Realmente queria que Liena ganhasse dele na batalha final. Fazer com que ela vença e se liberte de suas amarras psicológicas. Digo isso pois até agora, mesmo passando tanto tempo treinando junto com ela, jamais a vi dando um sorriso sincero, sempre com aquele semblante carregado.

Enquanto seguia com essas dúvidas no meu coração, observava Uolo parado no outro lado da arena checando a lâmina de sua querida espada.

“Kirito!”

A voz de Liena veio de trás de mim, interrompendo a tempestade de pensamentos em que estava.

Me virei e vi a segunda melhor espadachim me olhando diretamente com aquele olhos azuis penetrantes. Ela se aproximou e sussurrou com uma voz firme:

“Acredito em sua força, Kirito. E por confiar completamente em você que contarei isso. A família Levanteinn que tem a tradição de formar os melhores cavaleiros do império tem uma herança perigosa, uma crença chamada: ‘A espada que bebe o sangue dos fortes, toma o poder para si’.”

“…Sangue? Sério isso?”

Sortiliena confirmou em resposta.

“Sim, Uolo provavelmente já passou por vários duelos de primeiro golpe em sua terra natal muito antes de entrar para essa academia. A sua experiência, possivelmente, é muitas vezes superior à sua. Sem contar no poder daquela poderosa espada…

Acredito, vendo-o tão ávido em lutar com você, que ele quer o seu sangue fresco sendo derramado por sua espada, que o vê como uma presa digna, pronta para ser abatida e absorvida…”

Essas foram palavras difíceis de serem entendidas imediatamente, mas tentei fazer correlação com coisas que eu já vivi e apenas respondi enquanto assentia com a cabeça.

“Sim, entendi!”

Essa revelação vem de encontro com minhas suposições. Tudo isso era devido ao ‘poder da imaginação’.

Era o mesmo caso dos espadachins da família Serlut, que acabavam se prendendo ao pensamento de que o ‘Estilo Serlut era inferior porque seu estilo principal e mais forte estava proibido de ser passado para as próximas gerações’.

Em contraste com a crença da família Levanteinn, que sua imaginação ditava que ‘quanto mais espadas poderosas dos inimigos fossem sangradas e devoradas, mais fortes se tornariam’. Isso é o ponto principal por Uolo ser tão forte.
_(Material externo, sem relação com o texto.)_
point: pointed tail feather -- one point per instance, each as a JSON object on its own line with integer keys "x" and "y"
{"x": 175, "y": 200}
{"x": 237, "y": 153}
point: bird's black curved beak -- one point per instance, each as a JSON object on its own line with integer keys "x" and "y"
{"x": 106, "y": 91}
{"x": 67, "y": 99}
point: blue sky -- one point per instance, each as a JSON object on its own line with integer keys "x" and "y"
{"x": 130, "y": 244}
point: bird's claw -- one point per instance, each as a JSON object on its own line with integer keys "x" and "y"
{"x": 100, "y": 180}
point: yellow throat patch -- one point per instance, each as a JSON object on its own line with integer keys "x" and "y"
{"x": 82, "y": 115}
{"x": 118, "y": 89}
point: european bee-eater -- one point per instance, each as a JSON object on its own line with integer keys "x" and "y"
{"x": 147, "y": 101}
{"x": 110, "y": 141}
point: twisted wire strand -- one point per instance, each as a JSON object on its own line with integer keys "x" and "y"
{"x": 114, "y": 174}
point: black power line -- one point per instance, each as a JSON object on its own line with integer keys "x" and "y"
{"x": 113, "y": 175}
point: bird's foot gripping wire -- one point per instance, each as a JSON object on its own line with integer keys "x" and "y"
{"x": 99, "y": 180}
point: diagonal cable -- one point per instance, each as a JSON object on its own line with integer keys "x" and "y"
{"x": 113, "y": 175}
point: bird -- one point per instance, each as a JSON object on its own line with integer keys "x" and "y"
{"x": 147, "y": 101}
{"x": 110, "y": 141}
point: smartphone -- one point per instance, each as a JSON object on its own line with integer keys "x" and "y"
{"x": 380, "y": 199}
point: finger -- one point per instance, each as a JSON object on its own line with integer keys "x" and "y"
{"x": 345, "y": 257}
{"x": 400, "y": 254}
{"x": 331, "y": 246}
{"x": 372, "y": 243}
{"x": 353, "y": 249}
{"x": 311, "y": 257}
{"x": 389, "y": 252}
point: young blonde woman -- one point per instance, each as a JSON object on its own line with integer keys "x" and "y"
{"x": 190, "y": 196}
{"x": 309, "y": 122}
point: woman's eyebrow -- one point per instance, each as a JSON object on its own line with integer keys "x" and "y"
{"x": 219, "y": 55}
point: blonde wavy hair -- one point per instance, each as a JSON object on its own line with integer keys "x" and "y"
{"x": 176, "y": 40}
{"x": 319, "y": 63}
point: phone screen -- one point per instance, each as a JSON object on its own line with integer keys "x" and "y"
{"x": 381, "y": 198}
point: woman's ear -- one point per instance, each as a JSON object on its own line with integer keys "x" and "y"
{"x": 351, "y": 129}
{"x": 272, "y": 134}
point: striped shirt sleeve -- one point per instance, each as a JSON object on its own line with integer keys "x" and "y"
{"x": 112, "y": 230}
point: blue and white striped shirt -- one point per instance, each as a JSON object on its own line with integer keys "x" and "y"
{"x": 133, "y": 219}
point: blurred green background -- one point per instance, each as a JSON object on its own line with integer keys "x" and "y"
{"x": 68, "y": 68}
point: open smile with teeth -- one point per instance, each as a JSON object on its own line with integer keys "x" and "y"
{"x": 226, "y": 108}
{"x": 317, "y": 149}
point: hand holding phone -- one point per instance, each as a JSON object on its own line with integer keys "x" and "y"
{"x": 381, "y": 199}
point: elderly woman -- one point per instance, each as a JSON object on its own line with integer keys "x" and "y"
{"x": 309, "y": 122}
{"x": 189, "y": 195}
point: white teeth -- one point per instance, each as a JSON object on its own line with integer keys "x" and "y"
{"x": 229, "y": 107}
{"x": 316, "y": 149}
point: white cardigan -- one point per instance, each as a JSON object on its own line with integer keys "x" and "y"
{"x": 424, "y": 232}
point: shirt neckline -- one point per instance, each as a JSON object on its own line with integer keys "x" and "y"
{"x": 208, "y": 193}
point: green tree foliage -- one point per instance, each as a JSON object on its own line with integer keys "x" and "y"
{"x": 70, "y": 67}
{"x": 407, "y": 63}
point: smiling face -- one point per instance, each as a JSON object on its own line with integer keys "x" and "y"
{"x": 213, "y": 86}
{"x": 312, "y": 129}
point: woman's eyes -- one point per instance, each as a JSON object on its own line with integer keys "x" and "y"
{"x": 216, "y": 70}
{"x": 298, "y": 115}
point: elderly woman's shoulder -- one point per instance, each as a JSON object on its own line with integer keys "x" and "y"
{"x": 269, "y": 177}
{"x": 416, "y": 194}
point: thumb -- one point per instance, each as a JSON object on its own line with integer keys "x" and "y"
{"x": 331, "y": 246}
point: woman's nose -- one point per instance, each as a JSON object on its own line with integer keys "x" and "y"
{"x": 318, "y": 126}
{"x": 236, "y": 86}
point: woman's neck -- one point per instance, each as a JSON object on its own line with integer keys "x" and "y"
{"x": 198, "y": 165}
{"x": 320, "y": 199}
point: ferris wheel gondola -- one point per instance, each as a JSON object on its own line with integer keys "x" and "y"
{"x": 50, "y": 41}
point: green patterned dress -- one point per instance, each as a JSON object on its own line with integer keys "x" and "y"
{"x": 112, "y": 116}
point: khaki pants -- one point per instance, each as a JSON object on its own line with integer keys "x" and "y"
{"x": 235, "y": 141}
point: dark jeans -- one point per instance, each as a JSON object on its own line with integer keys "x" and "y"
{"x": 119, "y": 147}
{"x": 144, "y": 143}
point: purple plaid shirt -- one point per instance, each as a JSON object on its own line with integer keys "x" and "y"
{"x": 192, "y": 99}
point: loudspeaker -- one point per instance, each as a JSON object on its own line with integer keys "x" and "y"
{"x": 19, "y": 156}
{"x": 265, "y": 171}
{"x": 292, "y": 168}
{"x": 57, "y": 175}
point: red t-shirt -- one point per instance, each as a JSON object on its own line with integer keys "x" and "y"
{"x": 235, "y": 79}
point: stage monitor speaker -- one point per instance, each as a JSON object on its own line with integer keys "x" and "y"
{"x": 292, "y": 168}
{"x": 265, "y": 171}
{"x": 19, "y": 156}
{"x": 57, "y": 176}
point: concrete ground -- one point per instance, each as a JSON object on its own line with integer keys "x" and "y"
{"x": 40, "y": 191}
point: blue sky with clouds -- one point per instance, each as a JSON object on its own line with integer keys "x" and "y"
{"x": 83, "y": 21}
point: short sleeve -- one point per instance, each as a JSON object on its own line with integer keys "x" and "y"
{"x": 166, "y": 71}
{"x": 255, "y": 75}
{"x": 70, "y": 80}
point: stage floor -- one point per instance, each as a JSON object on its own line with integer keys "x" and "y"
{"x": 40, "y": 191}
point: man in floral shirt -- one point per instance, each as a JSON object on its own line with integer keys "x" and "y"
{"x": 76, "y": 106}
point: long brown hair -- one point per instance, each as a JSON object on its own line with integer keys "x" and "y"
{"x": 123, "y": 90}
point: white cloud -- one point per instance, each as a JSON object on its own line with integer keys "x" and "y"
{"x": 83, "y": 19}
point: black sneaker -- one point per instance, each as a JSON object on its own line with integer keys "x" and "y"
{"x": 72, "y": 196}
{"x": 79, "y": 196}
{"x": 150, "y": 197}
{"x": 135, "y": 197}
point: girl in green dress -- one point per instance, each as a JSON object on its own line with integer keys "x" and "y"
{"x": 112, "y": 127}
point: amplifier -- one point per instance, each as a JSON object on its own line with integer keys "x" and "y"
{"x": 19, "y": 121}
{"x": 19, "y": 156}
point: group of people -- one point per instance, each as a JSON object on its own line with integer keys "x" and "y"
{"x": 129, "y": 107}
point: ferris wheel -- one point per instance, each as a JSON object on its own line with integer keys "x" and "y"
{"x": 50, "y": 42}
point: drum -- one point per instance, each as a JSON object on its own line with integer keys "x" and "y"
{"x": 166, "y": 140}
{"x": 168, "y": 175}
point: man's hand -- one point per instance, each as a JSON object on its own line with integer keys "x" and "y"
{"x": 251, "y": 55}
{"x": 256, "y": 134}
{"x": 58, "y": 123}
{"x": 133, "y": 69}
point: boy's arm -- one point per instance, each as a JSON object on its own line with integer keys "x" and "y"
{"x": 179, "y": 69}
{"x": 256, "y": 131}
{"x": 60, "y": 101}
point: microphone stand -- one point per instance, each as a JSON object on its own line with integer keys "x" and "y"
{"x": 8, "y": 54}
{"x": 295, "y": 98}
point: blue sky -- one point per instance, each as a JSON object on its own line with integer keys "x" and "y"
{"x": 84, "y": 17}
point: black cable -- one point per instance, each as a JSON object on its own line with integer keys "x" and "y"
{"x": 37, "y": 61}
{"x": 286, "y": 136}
Provavelmente ele viu a energia desprendida dos meus golpes consecutivos lá naquele bosque e deduziu a prioridade de minha espada negra e isso fez com que considerasse que eu era um oponente que valia a pena deixar sua espada devorar, absorvendo meu sangue.
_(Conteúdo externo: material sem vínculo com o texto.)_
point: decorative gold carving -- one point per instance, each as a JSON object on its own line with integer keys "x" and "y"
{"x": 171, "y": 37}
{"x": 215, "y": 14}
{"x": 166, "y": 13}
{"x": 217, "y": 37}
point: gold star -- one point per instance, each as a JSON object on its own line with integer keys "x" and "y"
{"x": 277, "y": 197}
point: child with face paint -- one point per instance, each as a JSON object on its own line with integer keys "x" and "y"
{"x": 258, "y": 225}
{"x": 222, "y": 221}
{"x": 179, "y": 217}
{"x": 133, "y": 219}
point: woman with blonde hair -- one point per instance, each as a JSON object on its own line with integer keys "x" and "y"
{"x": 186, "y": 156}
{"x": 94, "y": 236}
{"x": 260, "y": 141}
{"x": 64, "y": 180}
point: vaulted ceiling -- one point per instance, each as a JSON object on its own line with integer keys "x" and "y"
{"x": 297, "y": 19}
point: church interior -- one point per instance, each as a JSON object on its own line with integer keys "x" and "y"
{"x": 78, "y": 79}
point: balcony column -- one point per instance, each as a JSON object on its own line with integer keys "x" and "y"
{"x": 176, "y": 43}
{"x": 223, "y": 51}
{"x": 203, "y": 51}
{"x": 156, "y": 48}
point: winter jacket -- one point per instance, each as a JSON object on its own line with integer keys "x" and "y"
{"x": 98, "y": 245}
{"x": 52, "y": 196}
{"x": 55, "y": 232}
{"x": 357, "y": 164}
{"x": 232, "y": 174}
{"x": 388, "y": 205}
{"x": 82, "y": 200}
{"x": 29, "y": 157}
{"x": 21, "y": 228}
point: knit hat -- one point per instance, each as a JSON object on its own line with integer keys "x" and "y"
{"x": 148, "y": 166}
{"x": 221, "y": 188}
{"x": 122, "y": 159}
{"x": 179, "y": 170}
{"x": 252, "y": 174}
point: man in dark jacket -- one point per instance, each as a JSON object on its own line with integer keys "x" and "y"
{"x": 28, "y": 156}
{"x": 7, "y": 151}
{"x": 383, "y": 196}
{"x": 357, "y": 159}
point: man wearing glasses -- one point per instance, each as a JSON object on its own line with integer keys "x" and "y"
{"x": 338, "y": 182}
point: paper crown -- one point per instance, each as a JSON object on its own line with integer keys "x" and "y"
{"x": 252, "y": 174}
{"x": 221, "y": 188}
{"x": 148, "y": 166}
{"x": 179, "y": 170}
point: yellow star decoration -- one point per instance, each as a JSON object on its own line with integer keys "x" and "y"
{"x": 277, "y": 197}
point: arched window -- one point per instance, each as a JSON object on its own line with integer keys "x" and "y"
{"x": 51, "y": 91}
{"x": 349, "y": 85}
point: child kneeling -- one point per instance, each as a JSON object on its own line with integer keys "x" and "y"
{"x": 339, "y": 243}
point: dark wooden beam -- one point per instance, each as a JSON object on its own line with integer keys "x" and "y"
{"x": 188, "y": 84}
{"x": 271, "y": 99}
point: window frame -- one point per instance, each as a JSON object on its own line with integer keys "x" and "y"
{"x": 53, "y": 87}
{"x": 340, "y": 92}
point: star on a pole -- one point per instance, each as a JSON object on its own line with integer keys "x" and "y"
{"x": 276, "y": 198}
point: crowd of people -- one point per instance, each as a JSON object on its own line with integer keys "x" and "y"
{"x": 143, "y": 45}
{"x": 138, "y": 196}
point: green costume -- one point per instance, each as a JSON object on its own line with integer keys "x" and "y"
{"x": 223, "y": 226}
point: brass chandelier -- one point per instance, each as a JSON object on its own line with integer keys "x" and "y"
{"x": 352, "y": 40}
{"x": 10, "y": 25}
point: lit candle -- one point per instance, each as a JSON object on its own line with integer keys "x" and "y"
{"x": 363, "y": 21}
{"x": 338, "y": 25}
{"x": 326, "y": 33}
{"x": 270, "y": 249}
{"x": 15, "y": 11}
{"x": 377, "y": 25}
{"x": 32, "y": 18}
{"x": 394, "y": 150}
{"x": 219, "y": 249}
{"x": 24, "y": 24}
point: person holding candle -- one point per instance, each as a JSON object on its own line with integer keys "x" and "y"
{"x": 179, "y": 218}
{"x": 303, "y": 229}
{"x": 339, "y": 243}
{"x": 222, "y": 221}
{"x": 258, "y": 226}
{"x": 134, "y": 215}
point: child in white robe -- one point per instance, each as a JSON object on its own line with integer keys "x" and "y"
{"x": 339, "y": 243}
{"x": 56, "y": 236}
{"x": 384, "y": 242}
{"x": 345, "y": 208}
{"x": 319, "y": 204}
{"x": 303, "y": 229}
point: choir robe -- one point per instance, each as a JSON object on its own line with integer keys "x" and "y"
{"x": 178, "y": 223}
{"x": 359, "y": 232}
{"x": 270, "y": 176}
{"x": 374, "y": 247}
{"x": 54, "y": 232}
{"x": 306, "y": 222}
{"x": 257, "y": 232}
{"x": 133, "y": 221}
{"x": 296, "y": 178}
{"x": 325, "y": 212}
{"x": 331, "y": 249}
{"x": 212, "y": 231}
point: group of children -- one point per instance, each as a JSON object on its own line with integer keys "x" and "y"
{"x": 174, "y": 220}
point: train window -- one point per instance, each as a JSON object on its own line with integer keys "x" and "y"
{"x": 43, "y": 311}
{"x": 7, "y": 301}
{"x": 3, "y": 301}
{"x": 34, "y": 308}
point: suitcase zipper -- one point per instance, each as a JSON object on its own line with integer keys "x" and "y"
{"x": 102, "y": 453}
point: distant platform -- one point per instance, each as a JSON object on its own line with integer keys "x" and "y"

Podia até soar bonito, mas na verdade eu não passava de gado que merecia ser abatido…

Em outras palavras, se eu recebesse um golpe nesse duelo e sangrasse, a imaginação de Uolo iria se ativar e ele se tornaria muito mais forte. Para ser honesto, a probabilidade disso acontecer era muito alta.

Assim sendo, não podia permitir ajudar o inimigo antes da batalha final com Liena. Agora me arrependi um pouco de não trocar as regras para aquela de a luta terminar quando o oponente fosse encurralado. Dessa forma, não levaria nenhum golpe e estaria tudo bem… Mas já foi, agora é encarar essa.

Minha senpai colocou suas mãos em meus ombros que se encurvaram inconscientemente e disse:

“Não direi isso novamente. Acredito em ti e creio que não é um espadachim qualquer e que irá cumprir com suas promessas, não é verdade?”

“Promessa?”

Repeti a palavra enquanto concordava com a cabeça.

“Sim, te prometi que mostraria tudo o que sabia e é o que farei.”

“Está bem. As condições podem ser um pouco diferente agora, mas não muda o objetivo. Está na hora, Kirito. Mostre todo o seu poder que sei que está aí dentro e derrote Uolo Levanteinn!”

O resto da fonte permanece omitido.